How we reacted to hypos
Hypos are our trickiest challenge. Kai has no hypo awareness – he can be running, cycling or swimming and the only way lows are recognised is sometimes by looking at him. He can get dangerously low in the mid-1’s before he says he is low. At first we did the standard glucose tabs but now jelly babies are his friend. For cycling he has one bottle containing diluted apple juice which he sips, and one with water, with jelly babies in his back pocket. Post-exercise he always has a milk shake drink.
Managing club sessions
Prosper is always with Kai at club sessions anyway, but all the coaches know Kai’s signs and on long rides the group has waited until he comes up. Touch wood Kai has never fitted – but the management this takes involves sensors plus up to 15 blood glucose tests per day. Prosper always has glucagon with him (the orange injection) because, although this is held in ambulances, they could be in the middle of nowhere. It’s never been used but it needs to be available at all times.

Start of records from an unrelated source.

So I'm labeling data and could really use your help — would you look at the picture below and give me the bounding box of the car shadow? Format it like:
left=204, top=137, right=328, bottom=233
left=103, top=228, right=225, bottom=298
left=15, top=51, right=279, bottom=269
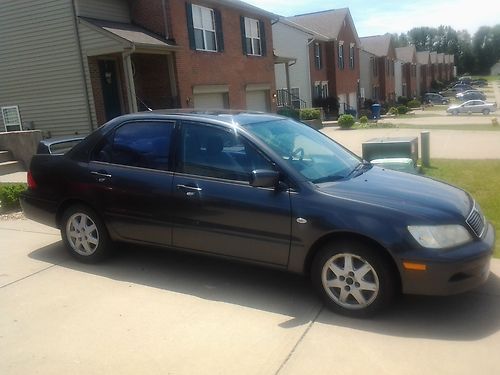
left=29, top=242, right=500, bottom=341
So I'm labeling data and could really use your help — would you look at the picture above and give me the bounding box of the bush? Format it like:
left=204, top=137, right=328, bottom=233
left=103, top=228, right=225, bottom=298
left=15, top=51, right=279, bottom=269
left=398, top=105, right=408, bottom=115
left=397, top=96, right=408, bottom=105
left=276, top=108, right=300, bottom=120
left=0, top=184, right=26, bottom=211
left=339, top=115, right=354, bottom=129
left=387, top=107, right=398, bottom=116
left=300, top=108, right=321, bottom=120
left=406, top=99, right=422, bottom=108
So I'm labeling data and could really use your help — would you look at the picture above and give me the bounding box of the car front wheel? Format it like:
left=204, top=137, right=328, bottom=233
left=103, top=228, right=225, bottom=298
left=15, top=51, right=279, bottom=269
left=61, top=205, right=110, bottom=263
left=311, top=242, right=396, bottom=317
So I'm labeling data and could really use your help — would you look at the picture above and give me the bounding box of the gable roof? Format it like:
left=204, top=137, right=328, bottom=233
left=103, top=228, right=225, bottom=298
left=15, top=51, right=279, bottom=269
left=417, top=51, right=431, bottom=65
left=286, top=8, right=359, bottom=44
left=360, top=34, right=391, bottom=57
left=396, top=46, right=416, bottom=63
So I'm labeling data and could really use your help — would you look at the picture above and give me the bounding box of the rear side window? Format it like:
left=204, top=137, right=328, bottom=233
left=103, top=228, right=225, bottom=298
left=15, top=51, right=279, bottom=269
left=92, top=122, right=174, bottom=170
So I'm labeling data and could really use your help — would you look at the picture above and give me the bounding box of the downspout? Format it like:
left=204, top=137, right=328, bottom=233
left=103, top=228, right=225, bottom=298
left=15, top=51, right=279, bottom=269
left=122, top=44, right=138, bottom=113
left=161, top=0, right=170, bottom=40
left=71, top=0, right=94, bottom=132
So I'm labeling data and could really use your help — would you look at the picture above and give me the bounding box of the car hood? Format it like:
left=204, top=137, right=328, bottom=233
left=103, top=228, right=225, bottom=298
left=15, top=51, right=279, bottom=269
left=318, top=167, right=472, bottom=221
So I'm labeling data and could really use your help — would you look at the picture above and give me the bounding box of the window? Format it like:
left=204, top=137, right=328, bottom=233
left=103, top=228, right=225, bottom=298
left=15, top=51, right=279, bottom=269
left=192, top=5, right=217, bottom=51
left=244, top=17, right=263, bottom=56
left=314, top=43, right=321, bottom=70
left=2, top=105, right=23, bottom=132
left=349, top=43, right=355, bottom=69
left=338, top=42, right=344, bottom=69
left=92, top=122, right=173, bottom=170
left=178, top=122, right=272, bottom=183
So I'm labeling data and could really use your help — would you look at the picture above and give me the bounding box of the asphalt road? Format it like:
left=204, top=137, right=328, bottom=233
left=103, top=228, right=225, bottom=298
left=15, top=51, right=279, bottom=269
left=0, top=220, right=500, bottom=375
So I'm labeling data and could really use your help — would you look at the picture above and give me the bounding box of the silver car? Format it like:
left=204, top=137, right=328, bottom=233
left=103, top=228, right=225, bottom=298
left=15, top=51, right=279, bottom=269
left=446, top=100, right=497, bottom=116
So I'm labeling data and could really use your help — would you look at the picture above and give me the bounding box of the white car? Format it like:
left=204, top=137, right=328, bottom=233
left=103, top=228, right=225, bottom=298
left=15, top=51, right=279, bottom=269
left=446, top=100, right=497, bottom=116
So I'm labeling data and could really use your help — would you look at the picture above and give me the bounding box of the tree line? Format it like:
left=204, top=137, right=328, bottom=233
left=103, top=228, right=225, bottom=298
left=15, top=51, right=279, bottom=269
left=392, top=24, right=500, bottom=74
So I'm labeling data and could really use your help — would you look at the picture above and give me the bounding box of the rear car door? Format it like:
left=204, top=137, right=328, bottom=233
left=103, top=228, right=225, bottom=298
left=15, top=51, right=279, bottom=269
left=89, top=121, right=175, bottom=246
left=172, top=121, right=291, bottom=265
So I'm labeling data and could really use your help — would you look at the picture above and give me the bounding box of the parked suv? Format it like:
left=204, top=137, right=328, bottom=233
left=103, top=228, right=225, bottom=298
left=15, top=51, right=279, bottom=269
left=21, top=112, right=495, bottom=316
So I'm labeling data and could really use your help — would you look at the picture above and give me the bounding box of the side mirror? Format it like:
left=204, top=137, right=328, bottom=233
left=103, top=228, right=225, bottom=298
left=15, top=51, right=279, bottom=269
left=250, top=169, right=280, bottom=188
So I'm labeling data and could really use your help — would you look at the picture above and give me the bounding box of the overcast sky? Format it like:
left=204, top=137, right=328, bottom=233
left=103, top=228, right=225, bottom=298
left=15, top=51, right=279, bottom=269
left=244, top=0, right=500, bottom=36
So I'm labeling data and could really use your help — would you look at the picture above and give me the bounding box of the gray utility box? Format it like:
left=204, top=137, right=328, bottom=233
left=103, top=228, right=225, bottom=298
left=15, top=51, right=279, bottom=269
left=363, top=137, right=418, bottom=165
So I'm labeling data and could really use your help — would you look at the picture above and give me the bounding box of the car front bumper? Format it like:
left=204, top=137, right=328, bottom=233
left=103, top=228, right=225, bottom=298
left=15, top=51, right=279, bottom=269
left=400, top=224, right=495, bottom=295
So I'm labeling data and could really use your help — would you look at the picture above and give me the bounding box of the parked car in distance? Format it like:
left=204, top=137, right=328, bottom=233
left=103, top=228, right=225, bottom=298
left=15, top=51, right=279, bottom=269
left=456, top=90, right=486, bottom=101
left=446, top=100, right=497, bottom=116
left=21, top=111, right=495, bottom=317
left=423, top=92, right=450, bottom=104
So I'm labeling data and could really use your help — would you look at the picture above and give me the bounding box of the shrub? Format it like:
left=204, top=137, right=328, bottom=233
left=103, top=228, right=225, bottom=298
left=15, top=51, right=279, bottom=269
left=276, top=108, right=300, bottom=120
left=398, top=105, right=408, bottom=115
left=406, top=99, right=422, bottom=108
left=339, top=115, right=354, bottom=129
left=300, top=108, right=321, bottom=120
left=397, top=96, right=408, bottom=105
left=387, top=107, right=398, bottom=116
left=0, top=184, right=26, bottom=211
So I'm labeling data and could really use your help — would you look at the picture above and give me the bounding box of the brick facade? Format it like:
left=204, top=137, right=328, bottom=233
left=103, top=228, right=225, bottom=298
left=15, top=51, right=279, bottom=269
left=169, top=0, right=276, bottom=110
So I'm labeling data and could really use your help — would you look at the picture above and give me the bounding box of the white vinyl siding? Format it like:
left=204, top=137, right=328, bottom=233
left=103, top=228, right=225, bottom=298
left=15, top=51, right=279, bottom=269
left=78, top=21, right=124, bottom=129
left=74, top=0, right=131, bottom=23
left=0, top=0, right=90, bottom=136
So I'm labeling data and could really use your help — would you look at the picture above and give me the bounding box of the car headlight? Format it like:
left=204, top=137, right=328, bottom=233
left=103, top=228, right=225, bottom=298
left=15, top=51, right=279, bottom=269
left=408, top=225, right=472, bottom=249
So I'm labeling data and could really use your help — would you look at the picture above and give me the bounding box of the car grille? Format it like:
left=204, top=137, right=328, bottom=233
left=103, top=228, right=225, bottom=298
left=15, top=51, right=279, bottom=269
left=467, top=204, right=486, bottom=237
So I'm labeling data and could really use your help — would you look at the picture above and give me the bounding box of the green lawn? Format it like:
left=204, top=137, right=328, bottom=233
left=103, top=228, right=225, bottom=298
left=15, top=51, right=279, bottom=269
left=423, top=159, right=500, bottom=258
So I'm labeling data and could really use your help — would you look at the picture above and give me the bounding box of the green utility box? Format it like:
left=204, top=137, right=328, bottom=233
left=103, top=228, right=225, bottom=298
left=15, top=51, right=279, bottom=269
left=362, top=137, right=418, bottom=165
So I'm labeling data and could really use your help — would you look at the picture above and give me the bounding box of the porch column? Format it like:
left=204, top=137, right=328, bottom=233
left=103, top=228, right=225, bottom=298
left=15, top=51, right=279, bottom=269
left=123, top=52, right=138, bottom=113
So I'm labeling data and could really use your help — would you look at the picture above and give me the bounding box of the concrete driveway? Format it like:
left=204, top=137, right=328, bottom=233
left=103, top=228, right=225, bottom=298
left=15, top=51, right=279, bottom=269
left=0, top=220, right=500, bottom=375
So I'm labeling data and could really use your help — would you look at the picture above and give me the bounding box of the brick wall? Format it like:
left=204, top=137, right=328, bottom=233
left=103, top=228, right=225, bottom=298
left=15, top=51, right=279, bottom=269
left=169, top=0, right=276, bottom=110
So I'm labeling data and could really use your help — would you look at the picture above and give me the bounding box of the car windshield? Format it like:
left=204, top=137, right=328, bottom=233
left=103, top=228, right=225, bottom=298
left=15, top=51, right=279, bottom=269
left=243, top=119, right=363, bottom=183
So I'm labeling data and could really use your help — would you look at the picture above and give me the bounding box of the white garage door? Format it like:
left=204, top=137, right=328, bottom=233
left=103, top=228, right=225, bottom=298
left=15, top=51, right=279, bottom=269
left=247, top=90, right=269, bottom=112
left=193, top=93, right=226, bottom=109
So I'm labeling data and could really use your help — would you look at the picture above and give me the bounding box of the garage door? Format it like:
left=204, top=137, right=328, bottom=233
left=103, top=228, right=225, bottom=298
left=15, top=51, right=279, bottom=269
left=247, top=90, right=269, bottom=112
left=193, top=93, right=227, bottom=109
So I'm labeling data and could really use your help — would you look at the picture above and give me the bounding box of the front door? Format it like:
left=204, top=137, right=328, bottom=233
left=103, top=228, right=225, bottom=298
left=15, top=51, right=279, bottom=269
left=99, top=60, right=123, bottom=121
left=172, top=122, right=291, bottom=265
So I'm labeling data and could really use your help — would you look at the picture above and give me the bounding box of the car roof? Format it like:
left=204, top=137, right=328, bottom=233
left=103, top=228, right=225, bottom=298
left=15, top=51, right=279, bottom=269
left=112, top=109, right=286, bottom=125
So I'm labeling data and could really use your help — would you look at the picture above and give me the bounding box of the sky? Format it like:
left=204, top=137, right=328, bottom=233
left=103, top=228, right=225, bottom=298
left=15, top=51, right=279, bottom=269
left=244, top=0, right=500, bottom=36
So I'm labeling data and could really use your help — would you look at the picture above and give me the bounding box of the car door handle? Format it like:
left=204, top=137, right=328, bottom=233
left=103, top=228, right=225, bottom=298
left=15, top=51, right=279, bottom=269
left=177, top=185, right=203, bottom=197
left=90, top=171, right=111, bottom=182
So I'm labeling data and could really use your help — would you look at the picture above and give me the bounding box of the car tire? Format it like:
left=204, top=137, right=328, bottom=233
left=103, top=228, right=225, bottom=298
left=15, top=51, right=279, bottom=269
left=61, top=205, right=111, bottom=263
left=311, top=241, right=397, bottom=318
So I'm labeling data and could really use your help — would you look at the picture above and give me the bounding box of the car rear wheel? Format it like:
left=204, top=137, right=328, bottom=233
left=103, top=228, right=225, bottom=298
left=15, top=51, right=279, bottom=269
left=61, top=205, right=110, bottom=263
left=311, top=242, right=396, bottom=317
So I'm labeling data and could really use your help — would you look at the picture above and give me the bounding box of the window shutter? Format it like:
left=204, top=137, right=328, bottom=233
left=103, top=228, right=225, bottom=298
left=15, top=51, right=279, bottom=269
left=259, top=20, right=267, bottom=56
left=240, top=16, right=248, bottom=55
left=214, top=9, right=224, bottom=52
left=186, top=3, right=196, bottom=49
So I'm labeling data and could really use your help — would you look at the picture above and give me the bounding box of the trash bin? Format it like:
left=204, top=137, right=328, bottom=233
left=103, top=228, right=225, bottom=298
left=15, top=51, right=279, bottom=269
left=372, top=103, right=380, bottom=119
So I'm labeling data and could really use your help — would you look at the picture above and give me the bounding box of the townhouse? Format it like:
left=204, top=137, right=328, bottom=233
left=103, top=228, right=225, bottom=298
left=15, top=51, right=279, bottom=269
left=0, top=0, right=278, bottom=136
left=395, top=45, right=420, bottom=98
left=288, top=8, right=360, bottom=114
left=360, top=34, right=396, bottom=102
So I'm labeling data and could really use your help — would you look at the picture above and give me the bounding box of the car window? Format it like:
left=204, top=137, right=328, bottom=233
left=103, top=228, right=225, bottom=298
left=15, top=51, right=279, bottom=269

Becoming coaches is the best way. Kai is so active and we are so determined for him to be able to continue with the level of activity that he wants to do. We do anything to allow that to happen.
The main support that riders need if already diagnosed is simply awareness. A simple add-on to coaches’ First Aid courses covering hypos, hypers and safeguards would be great. Type 1 is such a hidden condition that it can be overlooked.
How things are going
Six months after starting on the pump, with the continual lows, we put in an application to the CCG for sensors. These are not cheap and are not provided as standard. Kai is lucky as he received full funding for sensors which is rare – and even rarer not only on hypo awareness grounds but also levels of physical activity. Technology is the way forward. I doubt there will be a cure in Kai’s lifetime but the pump, blood glucose monitors and sensors have all dramatically improved in the last five years and they are continually improving. Kai’s HBA1C over last year has ranged between 6.5 and 7.2.
Kai remains healthy but weight is a problem – i.e. keeping weight on. Balancing Type 1 and exercise is difficult, and we are continually working on getting more carbs into him. Without technology Kai would be at risk.
Fixed insulin and MDI injections are very difficult to manipulate – and, of course, at 11 years old Kai is growing rapidly so constant adjustments to insulin are needed. The pump and low suspend is our safety net.